About 4,000 years ago, the ancient Egyptians were using fragrantoils to heal the mind and body. Closer to our Common Era, the Greeks used oils from plants as medicines. Roman soldiers carried lavender with them as they conquered the known world, using the plant to disinfect wounds. Various plant oils were used throughout the Middle Ages for many mental and physical diseases and for treating wounds.

Aromatherapy began to be systematized in the sixteenth century by William Turner, who classified plants by their effects on the body. By the end of the eighteenth century, 13 standard preparations had been described in an aromatherapy text.
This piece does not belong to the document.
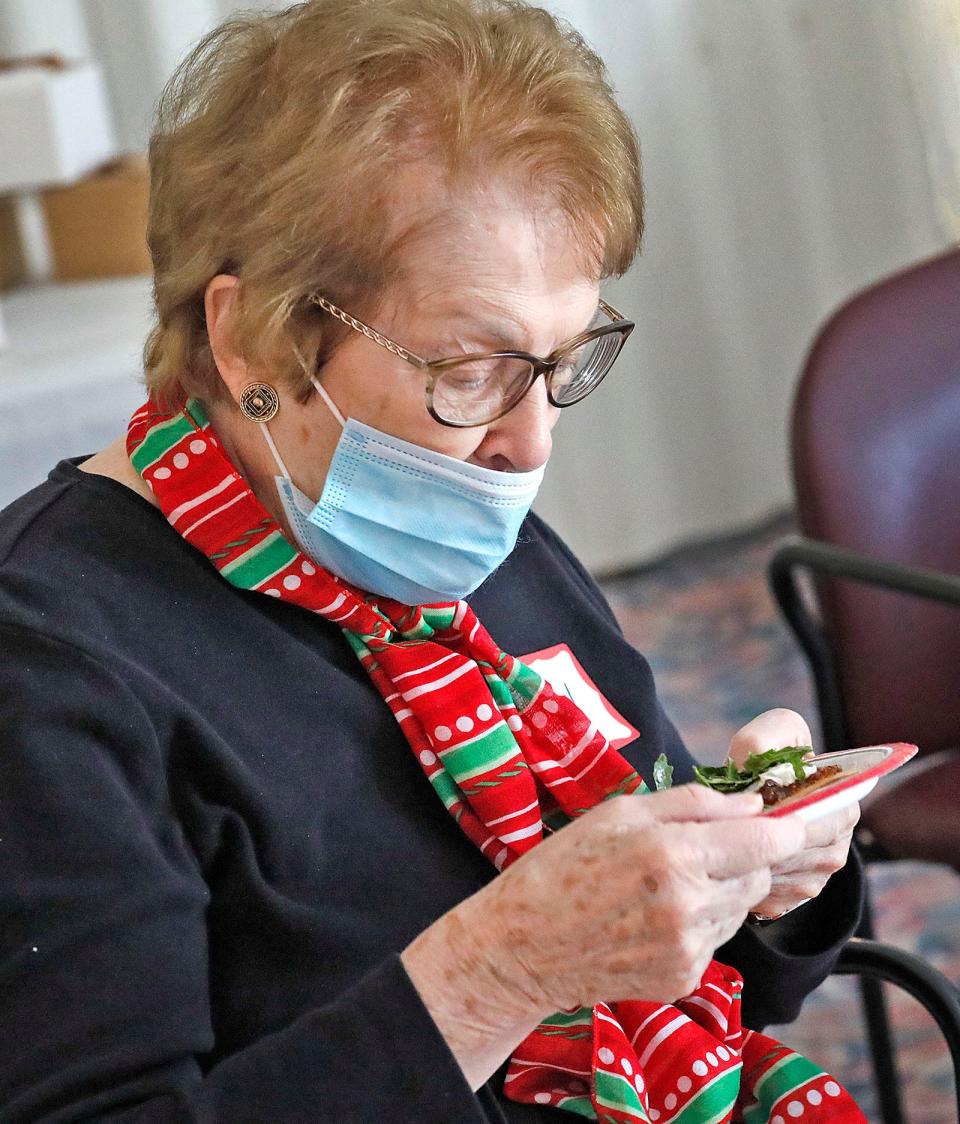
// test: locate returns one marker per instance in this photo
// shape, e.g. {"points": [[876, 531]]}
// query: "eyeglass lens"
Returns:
{"points": [[483, 389]]}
However, the rapid advance of chemistry and pharmacology in the nineteenth and twentieth centuries swept aromatherapy aside.No one quite knows how aromatherapy works.

There are several theories, including:

  1. Unique smell.  Each essential oil has a unique smell, which unleashes various physical and emotional responses in the patient’s body and mind. According to this theory, smelling something that reminds us of the beach, for example, will cause us to relax as our brains call forth memories of relaxing at the beach.
  2. Physiologic. Essential oils contain esters, alcohols, aldehydes, ketones and many other chemicals that interact with substances in the body, just as medicines do. And certain plants have antibiotic, antiseptic, anti inflammatory, stimulating and other effects. Where or how the essential oils work on a physiologic level is unknown.
  3. Nervous system effects. At least part of aromatherapy’s benefits come from the oil’s ability to balance the relationship between the sympathetic and autonomic divisions of the human nervous system.

Once the mainstay of ancient Egyptian medicine, and for centuries a major part of many traditional healing systems, aromatherapy is slowly making its way into Western medicine. There is, however, no standardized course of training for aromatherapists; indeed, no training of any sort is required for people to call themselves aromatherapists. Neither are there widely accepted treatment protocols, so treatment will vary from practitioner to practitioner. Many chiropractors, acupuncturists, masseuses and other therapists are incorporating aromatherapy into their practices.